Rwanda is tricky... it's probably home to the absolute worst tragedy in my
lifetime. 70% of a peoples was eradicated. Beyond that, it's still dirt-poor,
90% of the population is engaged in subsistence farming, 80% live on less than
$3 a day, 60% less than $1.90. I assume you're referencing to economic growth
which has been really nice, but it's tricky to see it separate from the
foreign aid which represents 30-40% of the budget.

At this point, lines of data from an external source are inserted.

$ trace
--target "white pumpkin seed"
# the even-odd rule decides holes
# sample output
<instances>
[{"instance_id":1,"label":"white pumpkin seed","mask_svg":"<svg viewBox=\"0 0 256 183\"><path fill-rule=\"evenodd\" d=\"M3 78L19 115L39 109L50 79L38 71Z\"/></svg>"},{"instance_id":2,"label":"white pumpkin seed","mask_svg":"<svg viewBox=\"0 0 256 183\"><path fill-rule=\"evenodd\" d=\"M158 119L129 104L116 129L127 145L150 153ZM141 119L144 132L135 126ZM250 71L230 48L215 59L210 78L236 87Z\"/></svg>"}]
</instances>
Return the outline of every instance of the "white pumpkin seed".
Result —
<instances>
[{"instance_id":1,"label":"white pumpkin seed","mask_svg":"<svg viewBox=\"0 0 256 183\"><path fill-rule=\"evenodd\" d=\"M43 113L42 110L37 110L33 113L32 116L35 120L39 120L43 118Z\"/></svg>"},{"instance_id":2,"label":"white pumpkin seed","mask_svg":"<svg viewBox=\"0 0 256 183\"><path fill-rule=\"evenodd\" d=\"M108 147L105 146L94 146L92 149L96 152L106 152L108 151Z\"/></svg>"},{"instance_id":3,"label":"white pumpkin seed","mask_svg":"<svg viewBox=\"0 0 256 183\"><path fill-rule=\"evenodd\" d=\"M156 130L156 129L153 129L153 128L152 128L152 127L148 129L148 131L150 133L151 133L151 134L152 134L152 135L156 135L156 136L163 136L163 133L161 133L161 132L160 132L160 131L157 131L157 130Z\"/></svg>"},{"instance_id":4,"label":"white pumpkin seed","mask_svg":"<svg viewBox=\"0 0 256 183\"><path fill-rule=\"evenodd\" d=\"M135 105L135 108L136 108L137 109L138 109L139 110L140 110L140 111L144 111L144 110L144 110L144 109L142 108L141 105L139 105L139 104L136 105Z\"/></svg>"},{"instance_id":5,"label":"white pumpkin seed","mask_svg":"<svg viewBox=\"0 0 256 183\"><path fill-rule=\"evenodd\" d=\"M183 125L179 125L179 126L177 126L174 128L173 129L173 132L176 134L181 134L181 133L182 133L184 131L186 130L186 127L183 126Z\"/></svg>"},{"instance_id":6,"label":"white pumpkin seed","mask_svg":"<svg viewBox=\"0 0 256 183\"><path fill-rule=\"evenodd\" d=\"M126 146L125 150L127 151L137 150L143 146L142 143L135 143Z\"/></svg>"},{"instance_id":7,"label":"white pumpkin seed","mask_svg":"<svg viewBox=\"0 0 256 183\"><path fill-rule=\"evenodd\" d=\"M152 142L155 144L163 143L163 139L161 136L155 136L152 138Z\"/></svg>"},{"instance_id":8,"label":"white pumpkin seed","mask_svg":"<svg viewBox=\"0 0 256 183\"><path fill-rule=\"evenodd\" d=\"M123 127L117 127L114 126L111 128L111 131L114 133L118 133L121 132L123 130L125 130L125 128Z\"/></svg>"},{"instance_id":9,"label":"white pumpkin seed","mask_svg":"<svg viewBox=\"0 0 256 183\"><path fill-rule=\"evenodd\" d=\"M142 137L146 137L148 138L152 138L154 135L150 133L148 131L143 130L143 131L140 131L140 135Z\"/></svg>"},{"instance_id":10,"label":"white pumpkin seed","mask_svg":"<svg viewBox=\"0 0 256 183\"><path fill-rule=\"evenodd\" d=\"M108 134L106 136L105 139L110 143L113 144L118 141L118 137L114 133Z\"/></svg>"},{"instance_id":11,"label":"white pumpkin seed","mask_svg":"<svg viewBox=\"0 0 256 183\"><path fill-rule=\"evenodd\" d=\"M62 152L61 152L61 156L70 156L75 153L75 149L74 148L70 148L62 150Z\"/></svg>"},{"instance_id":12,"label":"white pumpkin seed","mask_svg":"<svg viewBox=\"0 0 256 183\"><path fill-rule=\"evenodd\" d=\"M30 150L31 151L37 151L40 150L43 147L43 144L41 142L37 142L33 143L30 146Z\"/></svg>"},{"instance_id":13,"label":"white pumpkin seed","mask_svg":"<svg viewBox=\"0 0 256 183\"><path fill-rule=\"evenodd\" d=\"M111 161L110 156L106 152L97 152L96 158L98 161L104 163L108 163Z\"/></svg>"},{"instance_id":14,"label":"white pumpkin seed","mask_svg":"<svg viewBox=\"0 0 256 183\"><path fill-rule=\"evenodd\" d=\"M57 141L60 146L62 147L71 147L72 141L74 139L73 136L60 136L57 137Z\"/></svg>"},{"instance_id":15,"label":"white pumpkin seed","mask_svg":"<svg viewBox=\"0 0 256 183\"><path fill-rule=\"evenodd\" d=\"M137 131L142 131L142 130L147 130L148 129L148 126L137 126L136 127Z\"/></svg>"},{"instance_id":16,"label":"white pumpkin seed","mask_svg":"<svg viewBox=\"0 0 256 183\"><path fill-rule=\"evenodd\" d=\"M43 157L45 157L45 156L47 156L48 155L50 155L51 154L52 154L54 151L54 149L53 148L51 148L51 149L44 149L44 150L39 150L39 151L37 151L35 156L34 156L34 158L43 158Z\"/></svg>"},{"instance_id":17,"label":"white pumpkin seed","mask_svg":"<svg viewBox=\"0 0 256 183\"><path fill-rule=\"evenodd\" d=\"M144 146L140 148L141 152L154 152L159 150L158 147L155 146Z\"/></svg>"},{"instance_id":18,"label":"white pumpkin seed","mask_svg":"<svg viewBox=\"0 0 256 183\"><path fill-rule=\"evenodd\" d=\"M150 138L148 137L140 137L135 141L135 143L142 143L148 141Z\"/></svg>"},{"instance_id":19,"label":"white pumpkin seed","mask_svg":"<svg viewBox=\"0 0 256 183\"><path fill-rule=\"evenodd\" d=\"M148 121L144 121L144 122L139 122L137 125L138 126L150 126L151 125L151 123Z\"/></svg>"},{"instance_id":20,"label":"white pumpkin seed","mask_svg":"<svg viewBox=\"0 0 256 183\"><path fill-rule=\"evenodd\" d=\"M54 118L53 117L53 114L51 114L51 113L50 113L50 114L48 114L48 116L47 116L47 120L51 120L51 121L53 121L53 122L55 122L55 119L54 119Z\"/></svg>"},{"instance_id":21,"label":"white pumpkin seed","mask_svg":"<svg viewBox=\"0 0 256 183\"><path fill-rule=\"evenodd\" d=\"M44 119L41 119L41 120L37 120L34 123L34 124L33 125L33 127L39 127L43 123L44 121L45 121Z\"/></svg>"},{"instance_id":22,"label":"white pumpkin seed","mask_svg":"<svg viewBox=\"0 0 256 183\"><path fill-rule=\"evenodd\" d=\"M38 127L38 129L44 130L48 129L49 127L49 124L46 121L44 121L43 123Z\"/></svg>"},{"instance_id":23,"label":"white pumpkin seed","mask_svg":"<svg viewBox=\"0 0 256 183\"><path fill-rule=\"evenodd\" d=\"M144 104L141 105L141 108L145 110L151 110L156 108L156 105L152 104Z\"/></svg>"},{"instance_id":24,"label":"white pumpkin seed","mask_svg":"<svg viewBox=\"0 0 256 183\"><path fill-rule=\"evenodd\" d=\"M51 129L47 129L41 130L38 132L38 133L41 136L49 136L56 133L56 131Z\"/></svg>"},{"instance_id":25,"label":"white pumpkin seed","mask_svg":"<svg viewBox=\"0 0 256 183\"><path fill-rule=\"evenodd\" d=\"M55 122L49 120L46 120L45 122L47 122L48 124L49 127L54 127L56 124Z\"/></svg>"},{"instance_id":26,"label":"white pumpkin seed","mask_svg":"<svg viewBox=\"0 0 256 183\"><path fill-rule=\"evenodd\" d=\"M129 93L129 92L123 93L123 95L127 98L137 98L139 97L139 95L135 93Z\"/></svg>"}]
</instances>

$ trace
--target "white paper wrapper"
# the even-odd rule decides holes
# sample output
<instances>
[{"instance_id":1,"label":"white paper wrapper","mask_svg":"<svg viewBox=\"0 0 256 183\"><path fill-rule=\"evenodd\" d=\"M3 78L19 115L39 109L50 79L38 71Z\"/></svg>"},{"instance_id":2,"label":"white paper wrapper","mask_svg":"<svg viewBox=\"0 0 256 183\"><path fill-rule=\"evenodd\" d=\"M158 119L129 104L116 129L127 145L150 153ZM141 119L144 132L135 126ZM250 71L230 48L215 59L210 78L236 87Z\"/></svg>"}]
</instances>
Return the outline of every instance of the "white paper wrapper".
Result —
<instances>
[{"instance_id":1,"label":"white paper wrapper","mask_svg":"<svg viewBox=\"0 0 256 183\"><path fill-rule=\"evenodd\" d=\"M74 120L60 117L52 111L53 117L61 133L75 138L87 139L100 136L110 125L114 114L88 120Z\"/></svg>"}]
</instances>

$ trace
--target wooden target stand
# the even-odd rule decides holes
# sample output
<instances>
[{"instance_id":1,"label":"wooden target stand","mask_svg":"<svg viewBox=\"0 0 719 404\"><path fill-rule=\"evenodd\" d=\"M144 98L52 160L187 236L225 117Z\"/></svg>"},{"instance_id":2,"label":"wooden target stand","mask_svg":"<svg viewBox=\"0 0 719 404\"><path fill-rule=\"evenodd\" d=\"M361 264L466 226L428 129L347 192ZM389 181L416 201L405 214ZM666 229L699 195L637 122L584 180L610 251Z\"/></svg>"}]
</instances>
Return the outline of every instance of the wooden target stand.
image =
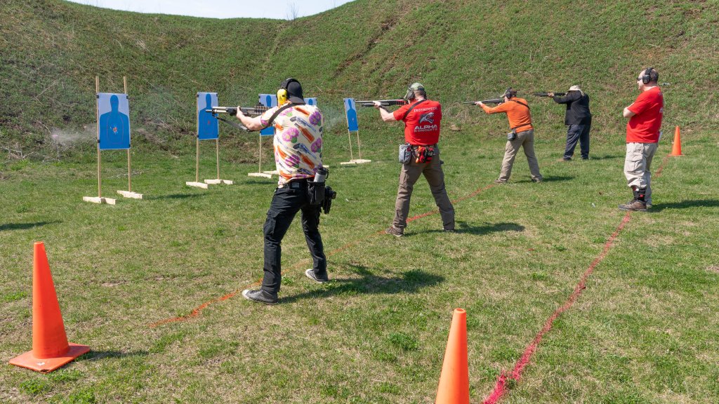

It's not particularly hard
to improve income levels from $1.90 a day to $2 if you're pouring in $100 of
foreign aid per person per year and lots more financing. (a great playing
ground for Chinese companies to build an economy indeed.)

Beyond that, there are 25 different countries who've had at least 75% of the
average growth rate of Rwanda in the past 10 years, its economic growth has
been great but things have actually gotten quite a bit better in Africa across
the board. When Rwanda's foreign aid was temporarily cut a few years ago after
accusations of aiding rebels the growth rate halved.

I don't see the Rwanda (0.9% of Africa's population) necessarily as a model
for the rest (99.1%) of Africa.

Agreed on all your other points.

------
puranjay
Lots of very promising ideas here.

I particularly like this one: [http://twigafoods.com/](http://twigafoods.com/)

We're so focused on solving the middle class problems in my country (India)
that we've forgotten about the problems lower class people serving the middle
class go through.

------
ge96
Could they put solar panels everywhere in Africa and sell power to other
continents by undersea cables like internet that would be interesting.